Jeff February 2016

In Haskell, how do you restrict functions to only one constructor of a data type?

I'm not sure how to word this question. Say I'm trying to pass the paths of tmpfiles around, and I want to capture the idea that there are different formats of tmpfile, and each function only works on one of them. This works:

data FileFormat
  = Spreadsheet
  | Picture
  | Video
  deriving Show

data TmpFile = TmpFile FileFormat FilePath
  deriving Show

videoPath :: TmpFile -> FilePath
videoPath (TmpFile Video p) = p
videoPath _ = error "only works on videos!"

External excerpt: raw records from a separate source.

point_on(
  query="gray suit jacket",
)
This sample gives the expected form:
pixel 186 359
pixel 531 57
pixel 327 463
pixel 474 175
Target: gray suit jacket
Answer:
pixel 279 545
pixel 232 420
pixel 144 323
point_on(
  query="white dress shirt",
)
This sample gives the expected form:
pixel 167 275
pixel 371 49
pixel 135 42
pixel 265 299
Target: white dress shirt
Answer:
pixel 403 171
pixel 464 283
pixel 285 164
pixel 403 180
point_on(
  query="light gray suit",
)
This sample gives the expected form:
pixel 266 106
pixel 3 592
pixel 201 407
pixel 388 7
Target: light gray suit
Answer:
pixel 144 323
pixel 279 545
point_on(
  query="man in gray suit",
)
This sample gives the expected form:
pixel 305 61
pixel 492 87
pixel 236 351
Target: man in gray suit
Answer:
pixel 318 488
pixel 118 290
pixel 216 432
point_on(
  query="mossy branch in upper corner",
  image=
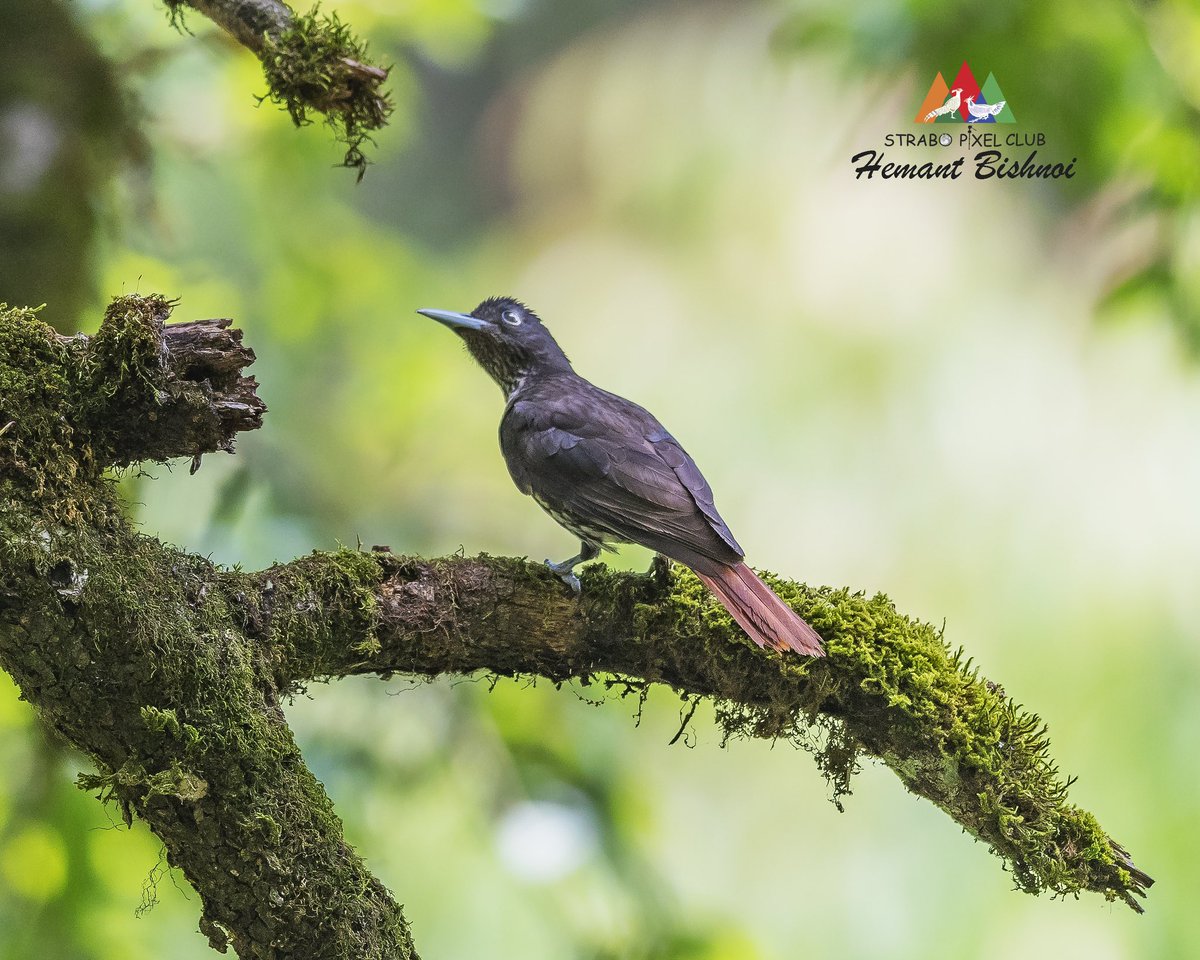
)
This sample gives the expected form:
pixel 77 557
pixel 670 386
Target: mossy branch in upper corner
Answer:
pixel 312 61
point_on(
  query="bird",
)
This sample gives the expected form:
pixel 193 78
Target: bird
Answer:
pixel 983 111
pixel 609 472
pixel 952 106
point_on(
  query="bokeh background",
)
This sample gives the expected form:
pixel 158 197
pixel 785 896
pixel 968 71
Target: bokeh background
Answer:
pixel 981 399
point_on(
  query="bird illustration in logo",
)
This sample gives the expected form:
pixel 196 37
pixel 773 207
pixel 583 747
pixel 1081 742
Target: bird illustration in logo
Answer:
pixel 952 106
pixel 983 111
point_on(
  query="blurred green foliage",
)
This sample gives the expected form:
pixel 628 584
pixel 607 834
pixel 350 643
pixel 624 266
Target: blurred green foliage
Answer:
pixel 670 187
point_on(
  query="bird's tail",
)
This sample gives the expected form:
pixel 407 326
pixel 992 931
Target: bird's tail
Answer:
pixel 768 621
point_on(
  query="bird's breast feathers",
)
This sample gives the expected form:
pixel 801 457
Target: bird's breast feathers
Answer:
pixel 609 465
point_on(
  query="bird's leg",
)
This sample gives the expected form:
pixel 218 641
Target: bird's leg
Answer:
pixel 659 574
pixel 565 569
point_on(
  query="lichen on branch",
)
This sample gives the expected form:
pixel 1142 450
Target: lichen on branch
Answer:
pixel 313 64
pixel 169 671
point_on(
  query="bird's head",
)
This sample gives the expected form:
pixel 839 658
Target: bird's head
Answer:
pixel 507 339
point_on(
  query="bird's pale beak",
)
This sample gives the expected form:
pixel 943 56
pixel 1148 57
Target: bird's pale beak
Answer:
pixel 455 321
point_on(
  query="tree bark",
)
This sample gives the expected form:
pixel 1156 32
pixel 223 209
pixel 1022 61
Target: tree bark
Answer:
pixel 312 63
pixel 169 671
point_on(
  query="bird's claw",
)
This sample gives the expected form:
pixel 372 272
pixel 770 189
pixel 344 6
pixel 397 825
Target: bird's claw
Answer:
pixel 565 573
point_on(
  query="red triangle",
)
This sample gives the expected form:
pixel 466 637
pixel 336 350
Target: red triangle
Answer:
pixel 966 82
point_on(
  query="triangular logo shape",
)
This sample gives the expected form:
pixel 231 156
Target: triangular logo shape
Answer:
pixel 951 103
pixel 934 99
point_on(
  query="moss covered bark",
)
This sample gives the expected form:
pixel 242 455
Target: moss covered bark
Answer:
pixel 313 64
pixel 132 651
pixel 169 672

But there must be a better way to write it without runtime errors right? I thought of two alternatives, this:

type TmpSpreadsheet = TmpFile Spreadsheet
type TmpPicture     = TmpFile Picture
type TmpVideo       = TmpFile Video

videoPath :: TmpVideo -> FilePath

Or this:

data TmpFile a = TmpFile a FilePath
  deriving Show

videoPath :: TmpFile Video -> FilePath

But obviously they don't compile. What's the proper way to do it? Some other ideas, none particularly appealing:

  • Wrap TmpFile in the format instead of the other way around, so the values are Video (TmpFile "test.avi") etc.
  • Make lots of separate data types VideoTmpFile, PictureTmpFile etc.
  • Make a TmpFile typeclass
  • Use partial functions everywhere, but add guard functions to abstract the pattern matching

I also considered learning the -XDataKinds extension, but suspect I'm missing something much simpler that can be done without it.

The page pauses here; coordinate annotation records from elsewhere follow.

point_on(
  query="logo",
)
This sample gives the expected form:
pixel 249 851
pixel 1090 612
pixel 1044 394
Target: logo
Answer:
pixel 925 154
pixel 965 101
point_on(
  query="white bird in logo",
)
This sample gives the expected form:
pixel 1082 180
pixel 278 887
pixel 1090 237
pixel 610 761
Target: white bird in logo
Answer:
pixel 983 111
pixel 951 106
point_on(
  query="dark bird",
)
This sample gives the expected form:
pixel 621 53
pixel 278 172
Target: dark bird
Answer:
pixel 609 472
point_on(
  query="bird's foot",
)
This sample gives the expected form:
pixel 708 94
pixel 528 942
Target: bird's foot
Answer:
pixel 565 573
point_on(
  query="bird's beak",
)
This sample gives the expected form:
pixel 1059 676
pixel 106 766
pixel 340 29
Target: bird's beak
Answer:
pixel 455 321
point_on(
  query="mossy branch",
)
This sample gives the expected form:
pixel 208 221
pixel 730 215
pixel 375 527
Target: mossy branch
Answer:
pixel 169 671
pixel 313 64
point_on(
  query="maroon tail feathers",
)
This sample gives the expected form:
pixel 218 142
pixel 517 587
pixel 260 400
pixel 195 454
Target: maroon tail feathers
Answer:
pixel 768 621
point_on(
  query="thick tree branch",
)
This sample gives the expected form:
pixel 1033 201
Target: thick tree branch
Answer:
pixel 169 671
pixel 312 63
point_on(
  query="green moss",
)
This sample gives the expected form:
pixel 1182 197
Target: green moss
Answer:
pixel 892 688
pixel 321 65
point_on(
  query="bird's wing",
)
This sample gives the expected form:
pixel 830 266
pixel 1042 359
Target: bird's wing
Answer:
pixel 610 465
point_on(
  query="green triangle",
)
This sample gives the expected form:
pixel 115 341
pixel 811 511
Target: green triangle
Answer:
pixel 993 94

EDIT: I'm learning a lot today! I tried both the approaches outlined below (DataKinds and phantom types, which have dummy value constructors that can be removed with another extension), and they both work! Then I tried to go a little further. They both let you make a nested type TmpFile (ListOf a) in addition to regular TmpFile a, which is

Answers


leftaroundabout February 2016

You're right: with -XDataKinds, the TmpFile Video -> FilePath approach would work. And indeed I think this may be a good application for that extension.

{-# LANGUAGE DataKinds #-}

data TmpFile (a :: FileFormat) = TmpFile FilePath
  deriving Show

videoPath :: TmpFile Video -> FilePath

The reason you need this extension to write TmpFile Video is that the constructors of FileFormat are ab initio value-level (thus only exist at runtime), while TmpFile is type-level / compile-time.

Of course there's another way to generate type-level entities: define types!

data Spreadsheet = Spreadsheet
data Picture = Picture
data Video = Video

data TmpFile a = TmpFile a FilePath
  deriving Show

videoPath :: TmpFile Video -> FilePath

Such types are called phantom types. But really, they're a bit of a hack to work around the former lack of proper type-level values, which DataKinds has now given us. So, unless you need compatibility with old compilers, do use DataKinds!

An alternative would be to not enforce the file type at compile time, but simply make it explicit that the functions are partial.

data TmpFile = TmpFile FileFormat FilePath
  deriving Show

videoPath :: TmpFile -> Maybe FilePath
videoPath (TmpFile Video p) = p
videoPath _ = Nothing

In fact, that approach might well be the more rational one, depending on what you're planning to do.


Nikita Volkov February 2016

First of all, I would advice against using such exotic extensions as "DataKinds" unless you absolutely need them. The reason is quite practical and general: the more language concepts you use to solve your problem, the harder it is to reason about your code.

Besides, "DataKinds" isn't an easy concept to wrap a head around. It is a transitional concept crossing two universes simultaneously: the values and the types. Personally I find it quite controversial and would only apply it when I have no other option.

In your case you've already found two ways of approaching your problem simpler, without "DataKinds":

  • Wrap TmpFile in the format instead of the other way around, so the values are Video (TmpFile "test.avi") etc.

  • Make lots of separate data types VideoTmpFile, PictureTmpFile etc.

I particularly like the idea of the wrapping types, because it is flexible and composable. Here's how I'd build up on it:

newtype Video a =
  Video a
  deriving (Functor, Foldable, Traversable)

newtype Picture a =
  Picture a
  deriving (Functor, Foldable, Traversable)

videoPath :: Video FilePath -> FilePath

You can notice two things:

  1. Video and Picture are general concepts, which are not bound to just your temporary files, and they already implement some standard interfaces. This means that they can be reused for other purposes.

  2. There is an obvious pattern in the definitions of Video and Picture.


The pattern that you see in Video and Picture can be called "refinement types" and is abstracted from in the "refined" package among others. So you might be interested in that.